After much discussion and research it became pretty clear that the organisation's approach certainly provided the HR department with a sense of control over the process. However, from an employees point of view it was seen as a route to development opportunities and, in their view, very little else. Indeed even people on the "star" programme had low expectations of what it would do for their career at this particular employer. It also doesn't take a genius to imagine the effect it was having on "non-stars"!
When working with individuals and firms in this context I always ask 2 critical questions:
"Who do you work for?" and
"How much do you spend on your personal development every year?"
In my experience how people answer these questions is critical in understanding weather or not they are likely to succeed in an organisation. By this I mean, if someone appreciates that they are working for themselves and sees the necessity of investing in their own development then they are set to progress.
So what do I advise? To be honest, I'm still thinking about that. However, a recent article published by the Fast Company by David Clutterbuck suggests 4 things that represent are a pretty good start:
- Start thinking of talent and succession as complex, adaptive systems.

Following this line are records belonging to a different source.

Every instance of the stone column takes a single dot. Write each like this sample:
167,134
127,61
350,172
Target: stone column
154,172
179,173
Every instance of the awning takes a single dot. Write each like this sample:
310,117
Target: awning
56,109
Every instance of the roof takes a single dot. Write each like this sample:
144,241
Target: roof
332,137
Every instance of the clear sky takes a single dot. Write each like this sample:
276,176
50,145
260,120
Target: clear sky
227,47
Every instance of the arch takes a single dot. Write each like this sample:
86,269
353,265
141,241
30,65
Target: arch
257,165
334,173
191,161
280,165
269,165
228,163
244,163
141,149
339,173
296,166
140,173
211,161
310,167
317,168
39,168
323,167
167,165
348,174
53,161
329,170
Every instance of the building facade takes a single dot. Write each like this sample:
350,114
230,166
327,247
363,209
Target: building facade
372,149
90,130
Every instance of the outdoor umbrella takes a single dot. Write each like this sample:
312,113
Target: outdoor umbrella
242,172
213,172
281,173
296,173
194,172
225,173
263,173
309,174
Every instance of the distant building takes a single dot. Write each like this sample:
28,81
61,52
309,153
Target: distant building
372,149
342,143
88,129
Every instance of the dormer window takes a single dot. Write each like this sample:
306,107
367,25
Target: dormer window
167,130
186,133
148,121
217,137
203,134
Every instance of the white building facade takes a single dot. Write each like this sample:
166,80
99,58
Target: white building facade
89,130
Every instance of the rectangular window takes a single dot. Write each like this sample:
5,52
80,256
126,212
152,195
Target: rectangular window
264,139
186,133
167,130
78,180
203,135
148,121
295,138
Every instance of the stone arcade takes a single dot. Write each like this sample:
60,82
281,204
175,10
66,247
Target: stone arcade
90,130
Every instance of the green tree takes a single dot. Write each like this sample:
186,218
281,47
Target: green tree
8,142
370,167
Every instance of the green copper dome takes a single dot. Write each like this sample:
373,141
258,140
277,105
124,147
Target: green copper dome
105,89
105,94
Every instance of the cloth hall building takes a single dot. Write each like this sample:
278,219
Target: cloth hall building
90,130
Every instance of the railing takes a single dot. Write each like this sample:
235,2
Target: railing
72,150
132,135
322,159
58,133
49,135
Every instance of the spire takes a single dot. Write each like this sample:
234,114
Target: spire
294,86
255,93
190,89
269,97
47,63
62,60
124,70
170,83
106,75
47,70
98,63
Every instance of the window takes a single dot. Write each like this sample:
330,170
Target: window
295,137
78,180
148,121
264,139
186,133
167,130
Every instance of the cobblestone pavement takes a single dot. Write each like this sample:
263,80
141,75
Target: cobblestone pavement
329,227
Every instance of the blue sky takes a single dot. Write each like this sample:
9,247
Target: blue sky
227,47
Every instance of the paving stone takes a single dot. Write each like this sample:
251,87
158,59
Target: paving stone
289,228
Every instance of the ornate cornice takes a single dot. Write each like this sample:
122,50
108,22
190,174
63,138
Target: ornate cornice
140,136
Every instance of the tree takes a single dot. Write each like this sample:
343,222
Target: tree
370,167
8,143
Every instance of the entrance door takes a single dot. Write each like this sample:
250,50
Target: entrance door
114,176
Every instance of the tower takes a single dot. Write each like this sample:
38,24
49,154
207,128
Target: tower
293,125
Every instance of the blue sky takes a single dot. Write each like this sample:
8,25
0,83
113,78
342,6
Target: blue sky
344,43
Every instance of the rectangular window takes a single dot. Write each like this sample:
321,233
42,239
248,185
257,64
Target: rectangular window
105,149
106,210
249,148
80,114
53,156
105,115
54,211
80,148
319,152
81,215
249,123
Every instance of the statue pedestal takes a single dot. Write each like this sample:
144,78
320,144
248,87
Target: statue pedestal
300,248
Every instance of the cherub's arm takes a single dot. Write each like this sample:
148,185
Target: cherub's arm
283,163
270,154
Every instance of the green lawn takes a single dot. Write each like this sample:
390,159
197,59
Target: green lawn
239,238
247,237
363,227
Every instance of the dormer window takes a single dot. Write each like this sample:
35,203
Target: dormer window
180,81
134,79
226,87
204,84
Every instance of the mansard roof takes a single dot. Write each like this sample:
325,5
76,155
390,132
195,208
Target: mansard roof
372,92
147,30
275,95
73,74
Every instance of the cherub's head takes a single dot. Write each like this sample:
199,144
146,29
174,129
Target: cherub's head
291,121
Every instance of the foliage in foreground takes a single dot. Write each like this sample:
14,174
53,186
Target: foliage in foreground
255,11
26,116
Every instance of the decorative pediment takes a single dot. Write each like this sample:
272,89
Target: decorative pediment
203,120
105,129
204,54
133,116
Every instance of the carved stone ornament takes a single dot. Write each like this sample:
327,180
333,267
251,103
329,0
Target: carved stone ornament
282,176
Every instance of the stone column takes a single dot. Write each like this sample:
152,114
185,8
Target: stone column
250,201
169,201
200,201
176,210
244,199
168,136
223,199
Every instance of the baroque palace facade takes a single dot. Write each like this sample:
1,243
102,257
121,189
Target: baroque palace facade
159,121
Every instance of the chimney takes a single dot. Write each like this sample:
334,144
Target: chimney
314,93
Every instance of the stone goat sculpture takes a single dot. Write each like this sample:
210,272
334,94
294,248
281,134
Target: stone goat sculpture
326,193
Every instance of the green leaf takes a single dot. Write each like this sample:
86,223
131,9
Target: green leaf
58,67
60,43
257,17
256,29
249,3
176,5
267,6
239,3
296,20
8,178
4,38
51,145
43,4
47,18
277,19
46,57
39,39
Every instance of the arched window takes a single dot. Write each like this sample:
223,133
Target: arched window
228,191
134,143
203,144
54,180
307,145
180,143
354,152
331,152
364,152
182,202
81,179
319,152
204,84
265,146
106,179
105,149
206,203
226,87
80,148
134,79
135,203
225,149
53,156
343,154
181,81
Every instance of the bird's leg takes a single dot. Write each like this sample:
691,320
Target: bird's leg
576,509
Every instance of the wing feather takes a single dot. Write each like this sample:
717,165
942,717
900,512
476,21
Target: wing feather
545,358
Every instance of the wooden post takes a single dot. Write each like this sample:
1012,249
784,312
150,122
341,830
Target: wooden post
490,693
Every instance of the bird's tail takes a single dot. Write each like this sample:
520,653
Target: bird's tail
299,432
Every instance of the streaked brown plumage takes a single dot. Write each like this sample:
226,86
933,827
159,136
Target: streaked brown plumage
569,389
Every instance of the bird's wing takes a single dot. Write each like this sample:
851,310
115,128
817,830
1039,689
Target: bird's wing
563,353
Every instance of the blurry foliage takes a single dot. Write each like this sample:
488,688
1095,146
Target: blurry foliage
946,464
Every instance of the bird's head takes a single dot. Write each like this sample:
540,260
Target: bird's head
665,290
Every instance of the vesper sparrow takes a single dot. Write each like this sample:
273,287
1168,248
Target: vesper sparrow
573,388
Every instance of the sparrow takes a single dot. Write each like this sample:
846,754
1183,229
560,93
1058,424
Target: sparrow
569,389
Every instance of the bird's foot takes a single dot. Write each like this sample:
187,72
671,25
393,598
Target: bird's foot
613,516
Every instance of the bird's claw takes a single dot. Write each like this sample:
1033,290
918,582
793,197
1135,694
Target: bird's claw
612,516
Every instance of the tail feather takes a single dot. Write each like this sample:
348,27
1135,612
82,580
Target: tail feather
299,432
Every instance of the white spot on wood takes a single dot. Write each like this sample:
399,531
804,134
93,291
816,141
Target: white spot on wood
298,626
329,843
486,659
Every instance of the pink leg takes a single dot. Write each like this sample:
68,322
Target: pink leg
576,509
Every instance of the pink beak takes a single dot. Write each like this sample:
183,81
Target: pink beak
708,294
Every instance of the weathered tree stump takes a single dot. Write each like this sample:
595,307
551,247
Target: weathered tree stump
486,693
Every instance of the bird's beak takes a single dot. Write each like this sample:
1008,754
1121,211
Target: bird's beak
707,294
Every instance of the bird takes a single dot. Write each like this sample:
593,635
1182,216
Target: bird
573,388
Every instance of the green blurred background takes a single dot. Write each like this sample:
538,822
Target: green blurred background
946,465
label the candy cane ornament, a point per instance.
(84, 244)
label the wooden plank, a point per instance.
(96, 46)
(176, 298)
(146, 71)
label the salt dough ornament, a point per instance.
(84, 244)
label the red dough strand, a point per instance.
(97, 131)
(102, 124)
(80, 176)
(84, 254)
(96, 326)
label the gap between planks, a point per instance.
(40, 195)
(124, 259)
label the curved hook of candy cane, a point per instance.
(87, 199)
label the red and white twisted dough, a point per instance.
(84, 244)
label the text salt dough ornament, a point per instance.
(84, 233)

Stop trying to control them and focus instead on enabling talent to make itself visible. Think of talent as a wave: energy that needs to be pointed in the right direction.
- Instead of filling vacancies with people like the previous incumbent, encourage people to propose how they would transform those roles. Take more risks and don't panic when a few fail spectacularly--that's still better than a lot of mediocre performances!
- Open up a wider, more honest dialogue with employees about talent and put more effort into supporting them in managing their own career development.
- Look for talent in less obvious places. For example, in many organisations there is informal, often unrecognised leadership emerging every day in the intranet-based social networks. This leadership is distributed, has no respect for hierarchy, and can be the main source for innovation.